Added Nov 29, 2010
A few months ago, I found a stack of great fabric amongst my regular op shop trawls. Among this stack was some gorgeous lightweight beige fabric with black polka dots, and some black (or in some lighting conditions, apparently a very very dark navy) heavy suiting fabric. A delicious combination for an outfit – although not immediately realised.
I took to the beige fabric straight away, making a late 1930’s cocktail dress (to be posted another time). The fabric was a delight to work with in many ways – I loved how easily I could press it and the way it draped in the skirt section.. I had quite a bit of fabric left over, and decided to make a 1940’s style blouse with it. I chose this particular blouse pattern because it had a couple of really striking features that really caught my eye – namely, the faux waistline gathers (really, just very thin darts) and the cute little sleeves. I couldn’t say no!
I started by grading the pattern pieces, as usual. I’ve made a few 1940’s blouses before and this one was a bit different because of the shape of the collar and neckline. To tell you the truth, I found this a bit tricky – I think this is where the fabric may have been a little bit too delicate for the sort of collar I was going for. Oh well, lesson learned! :)
The skirt followed much much later.
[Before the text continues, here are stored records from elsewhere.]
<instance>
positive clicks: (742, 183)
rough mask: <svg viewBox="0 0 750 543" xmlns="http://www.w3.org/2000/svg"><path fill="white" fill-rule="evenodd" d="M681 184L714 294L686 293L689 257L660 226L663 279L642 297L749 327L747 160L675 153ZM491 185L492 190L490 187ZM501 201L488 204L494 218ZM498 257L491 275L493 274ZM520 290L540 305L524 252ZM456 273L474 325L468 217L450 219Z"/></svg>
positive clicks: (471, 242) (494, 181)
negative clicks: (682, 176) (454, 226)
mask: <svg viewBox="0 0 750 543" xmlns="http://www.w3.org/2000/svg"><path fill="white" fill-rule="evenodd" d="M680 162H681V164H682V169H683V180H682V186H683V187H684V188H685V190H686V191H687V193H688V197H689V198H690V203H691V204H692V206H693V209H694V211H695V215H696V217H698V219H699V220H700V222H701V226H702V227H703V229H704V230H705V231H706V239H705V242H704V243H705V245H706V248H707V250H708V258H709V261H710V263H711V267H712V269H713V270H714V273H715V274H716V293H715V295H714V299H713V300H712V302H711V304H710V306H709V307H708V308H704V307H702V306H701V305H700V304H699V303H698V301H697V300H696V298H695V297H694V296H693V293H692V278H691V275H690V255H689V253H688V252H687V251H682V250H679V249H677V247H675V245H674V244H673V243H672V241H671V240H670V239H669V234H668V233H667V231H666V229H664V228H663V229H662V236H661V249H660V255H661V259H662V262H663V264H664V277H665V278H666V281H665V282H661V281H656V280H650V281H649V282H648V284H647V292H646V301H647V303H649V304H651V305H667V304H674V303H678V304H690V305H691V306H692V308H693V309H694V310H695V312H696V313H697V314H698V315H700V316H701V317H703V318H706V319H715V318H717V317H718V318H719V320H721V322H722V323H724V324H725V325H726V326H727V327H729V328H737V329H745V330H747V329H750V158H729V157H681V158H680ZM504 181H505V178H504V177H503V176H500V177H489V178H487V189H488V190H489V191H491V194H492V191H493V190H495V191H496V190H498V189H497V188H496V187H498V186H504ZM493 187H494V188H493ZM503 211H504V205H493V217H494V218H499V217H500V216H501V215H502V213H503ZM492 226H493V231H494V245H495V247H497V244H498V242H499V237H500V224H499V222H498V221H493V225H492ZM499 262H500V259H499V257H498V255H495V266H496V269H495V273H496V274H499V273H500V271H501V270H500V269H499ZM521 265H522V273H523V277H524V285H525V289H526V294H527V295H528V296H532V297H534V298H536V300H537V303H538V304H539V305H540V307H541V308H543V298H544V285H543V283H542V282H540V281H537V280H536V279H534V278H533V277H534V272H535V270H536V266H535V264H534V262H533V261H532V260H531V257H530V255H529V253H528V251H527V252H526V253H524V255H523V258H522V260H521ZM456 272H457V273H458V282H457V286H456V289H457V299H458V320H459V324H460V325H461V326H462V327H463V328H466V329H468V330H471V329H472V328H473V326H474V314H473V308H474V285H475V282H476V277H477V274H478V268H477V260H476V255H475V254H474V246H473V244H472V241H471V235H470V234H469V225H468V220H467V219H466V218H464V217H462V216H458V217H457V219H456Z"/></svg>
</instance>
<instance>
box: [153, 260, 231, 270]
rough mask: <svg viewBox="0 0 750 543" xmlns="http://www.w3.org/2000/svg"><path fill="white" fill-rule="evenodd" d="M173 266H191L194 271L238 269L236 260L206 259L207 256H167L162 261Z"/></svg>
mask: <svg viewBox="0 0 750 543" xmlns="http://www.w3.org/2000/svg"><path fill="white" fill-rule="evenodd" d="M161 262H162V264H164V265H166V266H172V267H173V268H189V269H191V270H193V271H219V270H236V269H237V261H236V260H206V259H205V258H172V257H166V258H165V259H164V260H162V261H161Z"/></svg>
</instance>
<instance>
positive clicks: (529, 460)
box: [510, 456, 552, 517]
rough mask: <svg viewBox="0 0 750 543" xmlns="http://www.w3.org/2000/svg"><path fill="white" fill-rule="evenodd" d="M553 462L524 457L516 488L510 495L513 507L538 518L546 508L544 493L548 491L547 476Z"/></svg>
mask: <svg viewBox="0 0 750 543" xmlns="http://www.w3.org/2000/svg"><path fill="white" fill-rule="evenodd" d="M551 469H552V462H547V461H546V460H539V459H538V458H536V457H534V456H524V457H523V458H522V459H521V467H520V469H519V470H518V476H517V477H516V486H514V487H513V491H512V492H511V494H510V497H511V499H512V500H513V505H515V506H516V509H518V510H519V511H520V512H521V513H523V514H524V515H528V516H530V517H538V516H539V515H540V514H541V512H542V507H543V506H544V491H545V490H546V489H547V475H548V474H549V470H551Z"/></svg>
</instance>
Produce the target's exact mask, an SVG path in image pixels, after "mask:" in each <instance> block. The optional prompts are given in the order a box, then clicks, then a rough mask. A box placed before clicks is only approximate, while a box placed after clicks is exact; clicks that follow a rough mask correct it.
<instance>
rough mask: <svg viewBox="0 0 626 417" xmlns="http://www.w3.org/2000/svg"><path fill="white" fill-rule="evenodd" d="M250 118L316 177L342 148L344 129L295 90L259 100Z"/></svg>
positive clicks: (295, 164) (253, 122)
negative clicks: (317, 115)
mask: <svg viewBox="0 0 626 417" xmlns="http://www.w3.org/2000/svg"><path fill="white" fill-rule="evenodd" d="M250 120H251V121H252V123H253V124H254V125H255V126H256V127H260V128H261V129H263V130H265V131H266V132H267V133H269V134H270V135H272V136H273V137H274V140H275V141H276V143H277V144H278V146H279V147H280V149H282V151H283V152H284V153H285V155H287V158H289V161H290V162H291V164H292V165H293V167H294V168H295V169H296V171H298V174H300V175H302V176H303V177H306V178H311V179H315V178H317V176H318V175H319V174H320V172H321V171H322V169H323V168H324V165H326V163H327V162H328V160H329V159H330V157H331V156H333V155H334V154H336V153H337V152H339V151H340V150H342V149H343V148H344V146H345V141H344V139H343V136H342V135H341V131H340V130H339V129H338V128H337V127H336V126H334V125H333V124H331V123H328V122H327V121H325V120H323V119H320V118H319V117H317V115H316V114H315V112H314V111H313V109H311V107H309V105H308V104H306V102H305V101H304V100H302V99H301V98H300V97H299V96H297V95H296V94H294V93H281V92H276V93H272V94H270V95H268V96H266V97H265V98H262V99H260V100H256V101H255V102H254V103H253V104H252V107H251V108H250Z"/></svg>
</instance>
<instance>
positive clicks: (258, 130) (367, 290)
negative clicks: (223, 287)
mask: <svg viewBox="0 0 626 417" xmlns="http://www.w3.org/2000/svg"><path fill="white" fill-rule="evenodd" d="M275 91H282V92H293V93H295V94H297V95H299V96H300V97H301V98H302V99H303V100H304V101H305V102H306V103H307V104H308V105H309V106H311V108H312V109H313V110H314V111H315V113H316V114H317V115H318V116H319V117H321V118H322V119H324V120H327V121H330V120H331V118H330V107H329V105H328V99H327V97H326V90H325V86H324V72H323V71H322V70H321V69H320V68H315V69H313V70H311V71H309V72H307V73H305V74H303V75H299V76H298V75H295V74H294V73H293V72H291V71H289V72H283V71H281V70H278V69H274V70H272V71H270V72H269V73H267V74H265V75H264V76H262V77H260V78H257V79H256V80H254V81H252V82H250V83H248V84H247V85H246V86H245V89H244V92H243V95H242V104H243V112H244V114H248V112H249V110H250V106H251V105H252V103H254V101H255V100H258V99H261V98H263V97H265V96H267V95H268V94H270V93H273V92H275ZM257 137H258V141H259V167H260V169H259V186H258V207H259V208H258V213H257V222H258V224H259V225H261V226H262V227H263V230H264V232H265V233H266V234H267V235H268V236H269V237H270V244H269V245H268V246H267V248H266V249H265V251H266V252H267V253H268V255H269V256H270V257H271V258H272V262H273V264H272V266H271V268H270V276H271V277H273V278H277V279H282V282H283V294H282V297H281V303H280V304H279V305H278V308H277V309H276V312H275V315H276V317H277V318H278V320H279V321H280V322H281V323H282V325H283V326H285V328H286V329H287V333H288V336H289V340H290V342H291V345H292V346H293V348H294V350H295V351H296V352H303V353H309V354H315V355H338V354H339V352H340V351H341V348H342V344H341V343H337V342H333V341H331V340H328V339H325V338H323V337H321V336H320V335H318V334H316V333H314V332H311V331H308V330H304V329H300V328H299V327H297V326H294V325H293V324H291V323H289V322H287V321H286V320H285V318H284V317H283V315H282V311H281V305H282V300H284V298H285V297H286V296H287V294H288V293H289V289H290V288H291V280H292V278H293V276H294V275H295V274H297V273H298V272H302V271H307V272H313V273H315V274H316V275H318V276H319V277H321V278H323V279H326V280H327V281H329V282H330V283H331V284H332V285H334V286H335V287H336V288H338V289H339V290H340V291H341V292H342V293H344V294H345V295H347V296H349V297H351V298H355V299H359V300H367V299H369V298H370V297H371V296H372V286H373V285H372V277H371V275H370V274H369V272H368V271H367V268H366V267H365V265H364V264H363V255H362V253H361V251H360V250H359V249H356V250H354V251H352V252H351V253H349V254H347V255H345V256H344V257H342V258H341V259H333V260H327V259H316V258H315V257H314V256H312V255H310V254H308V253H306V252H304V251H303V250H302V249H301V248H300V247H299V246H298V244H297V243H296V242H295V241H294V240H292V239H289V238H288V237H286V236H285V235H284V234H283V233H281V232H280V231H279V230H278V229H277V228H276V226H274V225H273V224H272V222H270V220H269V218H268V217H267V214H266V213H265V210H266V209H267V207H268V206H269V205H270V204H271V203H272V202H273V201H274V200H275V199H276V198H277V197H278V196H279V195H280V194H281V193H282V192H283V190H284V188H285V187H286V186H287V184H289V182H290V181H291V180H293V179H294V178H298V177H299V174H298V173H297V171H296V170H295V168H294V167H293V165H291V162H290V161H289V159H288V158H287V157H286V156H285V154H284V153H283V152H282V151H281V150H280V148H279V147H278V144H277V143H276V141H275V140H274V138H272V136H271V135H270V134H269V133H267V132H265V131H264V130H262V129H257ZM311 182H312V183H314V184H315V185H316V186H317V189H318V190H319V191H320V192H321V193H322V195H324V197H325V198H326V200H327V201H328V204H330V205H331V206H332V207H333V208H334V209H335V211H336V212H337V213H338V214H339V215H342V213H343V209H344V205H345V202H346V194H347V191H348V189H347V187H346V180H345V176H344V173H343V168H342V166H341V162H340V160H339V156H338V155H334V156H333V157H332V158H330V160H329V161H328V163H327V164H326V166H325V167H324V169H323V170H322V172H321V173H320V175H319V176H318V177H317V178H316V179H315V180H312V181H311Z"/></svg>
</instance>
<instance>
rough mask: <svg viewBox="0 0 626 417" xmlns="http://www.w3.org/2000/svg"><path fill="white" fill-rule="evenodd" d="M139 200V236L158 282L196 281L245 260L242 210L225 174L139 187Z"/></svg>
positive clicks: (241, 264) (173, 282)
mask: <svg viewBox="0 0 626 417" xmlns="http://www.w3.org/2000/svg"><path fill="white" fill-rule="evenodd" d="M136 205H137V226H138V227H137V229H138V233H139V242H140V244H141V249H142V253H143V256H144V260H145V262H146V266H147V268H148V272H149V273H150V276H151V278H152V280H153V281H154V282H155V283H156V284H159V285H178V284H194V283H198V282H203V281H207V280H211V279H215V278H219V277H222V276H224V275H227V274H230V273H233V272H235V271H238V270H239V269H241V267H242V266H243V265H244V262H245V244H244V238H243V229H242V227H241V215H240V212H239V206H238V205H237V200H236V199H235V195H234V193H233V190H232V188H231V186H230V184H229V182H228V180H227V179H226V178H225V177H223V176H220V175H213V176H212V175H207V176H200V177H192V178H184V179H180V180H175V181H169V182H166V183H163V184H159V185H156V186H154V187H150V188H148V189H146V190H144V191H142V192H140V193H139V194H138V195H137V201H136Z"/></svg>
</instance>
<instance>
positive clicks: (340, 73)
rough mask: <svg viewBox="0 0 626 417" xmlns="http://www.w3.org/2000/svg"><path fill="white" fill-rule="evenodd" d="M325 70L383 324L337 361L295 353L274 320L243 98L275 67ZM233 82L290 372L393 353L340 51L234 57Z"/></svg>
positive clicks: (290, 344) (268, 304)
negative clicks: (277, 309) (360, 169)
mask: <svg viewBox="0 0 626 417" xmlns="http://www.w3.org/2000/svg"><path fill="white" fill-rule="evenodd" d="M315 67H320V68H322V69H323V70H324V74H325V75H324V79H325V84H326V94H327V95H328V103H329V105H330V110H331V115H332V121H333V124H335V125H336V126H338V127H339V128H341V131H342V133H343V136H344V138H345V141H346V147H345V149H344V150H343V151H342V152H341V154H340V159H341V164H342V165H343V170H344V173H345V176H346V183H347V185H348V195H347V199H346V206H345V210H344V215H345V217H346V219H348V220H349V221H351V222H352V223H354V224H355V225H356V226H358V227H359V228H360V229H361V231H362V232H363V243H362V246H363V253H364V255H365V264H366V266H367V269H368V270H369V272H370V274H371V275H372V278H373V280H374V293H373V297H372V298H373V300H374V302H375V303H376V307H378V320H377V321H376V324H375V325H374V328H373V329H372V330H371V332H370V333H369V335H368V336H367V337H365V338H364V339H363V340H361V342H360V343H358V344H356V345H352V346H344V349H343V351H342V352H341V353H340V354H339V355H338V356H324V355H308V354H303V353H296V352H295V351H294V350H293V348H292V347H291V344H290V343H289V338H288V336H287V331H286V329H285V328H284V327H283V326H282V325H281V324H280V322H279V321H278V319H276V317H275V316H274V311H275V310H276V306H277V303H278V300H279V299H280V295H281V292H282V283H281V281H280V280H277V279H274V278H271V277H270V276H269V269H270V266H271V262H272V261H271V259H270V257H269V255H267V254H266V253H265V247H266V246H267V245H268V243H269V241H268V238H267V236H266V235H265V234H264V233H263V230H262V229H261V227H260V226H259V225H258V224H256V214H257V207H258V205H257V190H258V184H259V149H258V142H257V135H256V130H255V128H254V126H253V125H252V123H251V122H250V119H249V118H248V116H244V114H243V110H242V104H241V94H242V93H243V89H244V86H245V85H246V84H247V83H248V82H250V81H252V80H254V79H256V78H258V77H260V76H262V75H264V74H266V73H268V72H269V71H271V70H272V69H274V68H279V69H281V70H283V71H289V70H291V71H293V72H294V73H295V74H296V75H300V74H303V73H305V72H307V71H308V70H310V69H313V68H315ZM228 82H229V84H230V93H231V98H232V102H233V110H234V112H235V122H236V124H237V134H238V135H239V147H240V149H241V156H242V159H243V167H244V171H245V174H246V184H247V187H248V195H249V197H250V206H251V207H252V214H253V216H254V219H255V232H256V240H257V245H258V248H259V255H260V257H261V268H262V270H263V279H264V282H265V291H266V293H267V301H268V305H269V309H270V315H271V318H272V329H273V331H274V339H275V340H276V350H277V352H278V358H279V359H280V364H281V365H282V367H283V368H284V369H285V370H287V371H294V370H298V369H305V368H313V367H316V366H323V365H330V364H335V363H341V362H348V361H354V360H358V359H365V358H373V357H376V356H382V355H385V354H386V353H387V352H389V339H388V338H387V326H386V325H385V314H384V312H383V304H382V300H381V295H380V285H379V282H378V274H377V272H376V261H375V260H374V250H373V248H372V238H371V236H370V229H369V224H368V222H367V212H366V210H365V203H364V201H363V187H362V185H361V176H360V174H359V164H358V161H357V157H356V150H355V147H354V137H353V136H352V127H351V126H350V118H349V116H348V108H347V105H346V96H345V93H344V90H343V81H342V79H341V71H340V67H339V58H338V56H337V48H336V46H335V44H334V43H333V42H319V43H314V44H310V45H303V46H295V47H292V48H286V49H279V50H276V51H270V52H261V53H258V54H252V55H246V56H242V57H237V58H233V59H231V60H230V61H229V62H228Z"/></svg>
I was digging through my fabric and just stumbled upon it, forgetting entirely that it even existed. I’d wanted to make a plain coloured pencil skirt for a while now, so it just seemed right. I’ve obsessing over the soft pleat for quite some time now. It seemed like the perfect feature for this skirt, especially because of the heavyweight fabric. I based this skirt on the bottom section of a 60’s dress pattern that I really liked, and added a wide waistband. I also shifted the zipper closure to the back of the skirt, to suit the waist band (rather than the side, on the dress). Everything was done with great care – I pressed and pressed slowly and carefully, and finished my seams with a Hong Kong binding seam finish. I think I actually overdid the pressing of the hem because after one wear, the hem binding on the hem ripped in so many places! Another lesson learned – never using polycotton hem binding on hems that need a lot of ironing!
Anyway, I think the blouse and the skirt look a piece together, I’ve been wearing both quite regularly. Definitely worth the investment of time sewing and learning.